A few weeks ago, I posted an entry that featured the outflow points where the city's storm drain and sewage system overflow combine to dump into the creek during "rain events." In case the dangers inherent in that statement with regards to water quality are not apparent, please reference the below sign (taken where Nine Mile Run exits its underground tunnel - a post for a later date):
| And it doesn't photograph well, either. |
So, about the rain. I had read that even 1/10th of an inch of rain can cause those overflow points to expel untreated human waste into the creek, so I have been keeping an eye on weather reports to anticipate when I could see one of the so-called "fecal fountains." (please see Place Entry #3 for an explanation). Well, this past Friday saw the rains start in the afternoon, and they continued on into Saturday evening. When I noticed that the rains would have reached a point that would have stressed the city's storm drains and caused a sewage overflow into NMR, I was excited, but I was also too drunk to do anything about it (please reference the above note on binge drinking). So Friday, the prime fecal fountain spotting window, was a bust. I had to wait until I sobered up enough on Saturday to drive down and take a walk to survey the damage to the stream. It was still raining, thankfully - or for that matter, unthankfully, because the stream was a frightful mess. Donning my much-ridiculed duster and Stetson, I decided to see just how bad a full night of rain actually looked.

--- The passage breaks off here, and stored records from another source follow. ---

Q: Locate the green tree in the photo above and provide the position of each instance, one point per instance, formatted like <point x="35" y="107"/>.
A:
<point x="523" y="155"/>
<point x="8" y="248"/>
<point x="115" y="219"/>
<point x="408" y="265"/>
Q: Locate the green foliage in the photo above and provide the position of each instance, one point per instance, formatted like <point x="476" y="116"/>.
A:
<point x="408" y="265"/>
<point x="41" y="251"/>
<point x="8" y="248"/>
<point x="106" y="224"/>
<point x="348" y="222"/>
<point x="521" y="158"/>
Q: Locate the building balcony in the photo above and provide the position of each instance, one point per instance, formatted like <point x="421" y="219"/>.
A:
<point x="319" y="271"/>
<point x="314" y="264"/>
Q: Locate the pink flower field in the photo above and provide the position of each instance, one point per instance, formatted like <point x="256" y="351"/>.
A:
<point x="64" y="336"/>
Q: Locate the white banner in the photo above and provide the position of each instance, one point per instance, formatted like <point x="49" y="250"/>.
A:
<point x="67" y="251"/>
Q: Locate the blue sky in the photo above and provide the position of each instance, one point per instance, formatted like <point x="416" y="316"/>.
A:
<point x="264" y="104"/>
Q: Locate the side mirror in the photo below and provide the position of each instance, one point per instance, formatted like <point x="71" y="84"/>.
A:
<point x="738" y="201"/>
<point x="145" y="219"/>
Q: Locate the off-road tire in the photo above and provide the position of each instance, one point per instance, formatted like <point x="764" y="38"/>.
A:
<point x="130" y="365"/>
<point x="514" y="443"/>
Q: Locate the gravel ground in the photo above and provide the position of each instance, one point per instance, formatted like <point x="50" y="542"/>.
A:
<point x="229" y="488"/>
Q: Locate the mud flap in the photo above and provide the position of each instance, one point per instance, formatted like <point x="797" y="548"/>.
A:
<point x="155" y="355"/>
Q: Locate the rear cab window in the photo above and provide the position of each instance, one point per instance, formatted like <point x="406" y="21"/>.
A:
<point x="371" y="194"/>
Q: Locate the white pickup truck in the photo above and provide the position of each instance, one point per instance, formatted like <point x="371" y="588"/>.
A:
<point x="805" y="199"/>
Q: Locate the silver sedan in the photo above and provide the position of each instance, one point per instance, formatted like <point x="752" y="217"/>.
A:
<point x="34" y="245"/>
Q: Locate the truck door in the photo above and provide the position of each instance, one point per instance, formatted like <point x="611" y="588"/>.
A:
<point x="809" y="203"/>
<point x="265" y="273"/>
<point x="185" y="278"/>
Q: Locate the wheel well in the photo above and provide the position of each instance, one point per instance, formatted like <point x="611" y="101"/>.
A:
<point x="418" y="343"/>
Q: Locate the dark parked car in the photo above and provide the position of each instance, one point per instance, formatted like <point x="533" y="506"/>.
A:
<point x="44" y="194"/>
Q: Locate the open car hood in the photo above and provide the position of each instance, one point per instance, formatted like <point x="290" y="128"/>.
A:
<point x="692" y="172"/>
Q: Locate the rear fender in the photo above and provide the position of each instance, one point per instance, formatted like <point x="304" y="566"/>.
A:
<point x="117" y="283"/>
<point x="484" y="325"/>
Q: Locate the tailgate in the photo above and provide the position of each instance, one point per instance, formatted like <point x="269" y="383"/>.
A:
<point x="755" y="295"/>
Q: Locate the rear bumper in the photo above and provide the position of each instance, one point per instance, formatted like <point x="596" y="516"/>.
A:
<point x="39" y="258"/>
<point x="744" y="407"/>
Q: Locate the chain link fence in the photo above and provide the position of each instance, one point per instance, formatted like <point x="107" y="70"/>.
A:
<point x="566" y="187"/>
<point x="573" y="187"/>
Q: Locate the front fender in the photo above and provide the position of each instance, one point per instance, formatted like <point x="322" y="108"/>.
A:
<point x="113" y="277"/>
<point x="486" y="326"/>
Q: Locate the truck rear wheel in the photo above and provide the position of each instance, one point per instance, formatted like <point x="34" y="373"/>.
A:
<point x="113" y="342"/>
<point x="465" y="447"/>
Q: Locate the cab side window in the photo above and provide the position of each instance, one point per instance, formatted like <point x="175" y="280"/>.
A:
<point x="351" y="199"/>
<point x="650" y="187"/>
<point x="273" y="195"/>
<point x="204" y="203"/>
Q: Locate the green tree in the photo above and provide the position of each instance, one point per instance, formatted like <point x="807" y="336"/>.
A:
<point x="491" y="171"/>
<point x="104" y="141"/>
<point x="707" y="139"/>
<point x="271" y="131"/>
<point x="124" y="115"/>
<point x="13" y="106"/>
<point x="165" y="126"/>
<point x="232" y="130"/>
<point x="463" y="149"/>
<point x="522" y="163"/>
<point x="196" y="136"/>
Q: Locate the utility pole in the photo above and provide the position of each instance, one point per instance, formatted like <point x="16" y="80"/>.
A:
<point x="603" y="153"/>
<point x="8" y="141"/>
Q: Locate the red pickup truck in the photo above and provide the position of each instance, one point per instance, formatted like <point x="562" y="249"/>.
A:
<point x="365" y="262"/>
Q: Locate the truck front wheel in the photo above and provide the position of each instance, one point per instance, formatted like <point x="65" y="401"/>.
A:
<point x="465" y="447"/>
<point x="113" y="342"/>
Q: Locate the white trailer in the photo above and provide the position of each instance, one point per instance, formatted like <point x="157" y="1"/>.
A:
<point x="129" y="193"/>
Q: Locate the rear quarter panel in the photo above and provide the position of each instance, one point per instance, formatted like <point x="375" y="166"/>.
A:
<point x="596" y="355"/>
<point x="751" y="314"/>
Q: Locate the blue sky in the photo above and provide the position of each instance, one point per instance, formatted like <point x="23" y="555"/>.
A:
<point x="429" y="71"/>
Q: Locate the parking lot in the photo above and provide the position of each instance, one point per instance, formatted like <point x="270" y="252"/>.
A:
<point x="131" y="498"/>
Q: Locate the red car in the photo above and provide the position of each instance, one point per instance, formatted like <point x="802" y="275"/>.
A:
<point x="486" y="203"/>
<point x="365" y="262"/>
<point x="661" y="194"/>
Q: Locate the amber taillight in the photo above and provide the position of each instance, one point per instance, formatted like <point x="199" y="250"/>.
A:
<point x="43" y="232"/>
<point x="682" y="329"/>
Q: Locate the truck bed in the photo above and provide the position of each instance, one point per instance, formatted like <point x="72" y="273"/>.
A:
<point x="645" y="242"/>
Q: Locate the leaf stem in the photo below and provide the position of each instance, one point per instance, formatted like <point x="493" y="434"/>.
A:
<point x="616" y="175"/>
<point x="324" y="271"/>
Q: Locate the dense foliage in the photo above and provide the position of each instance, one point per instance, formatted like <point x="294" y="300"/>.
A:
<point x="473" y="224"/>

| Above: walking punchline/park flasher/anybody want to buy a watch? |
Where can I begin? The sheer amount of litter that had accumulated in the week or so since I'd been there last (an inebriated 4am excursion that thankfully retains no incriminating photographic evidence) was nauseating. I tried to take some photos to give a sense of how much had washed up on the stream banks, but i just couldn't get a good angle to show a decent representation. It looked as though the city garbage trucks had just upturned somewhere upstream, pouring plastic bottles and microwave dinner boxes down the creek. One good night of rain, and the whole above-ground stretch starts to look like a municipal dump. Sickening. Swollen with waste water, clouded, turbulent, throwing off empty bottles and half-eaten food bits - maybe the creek and I had more in common this morning than I had realized.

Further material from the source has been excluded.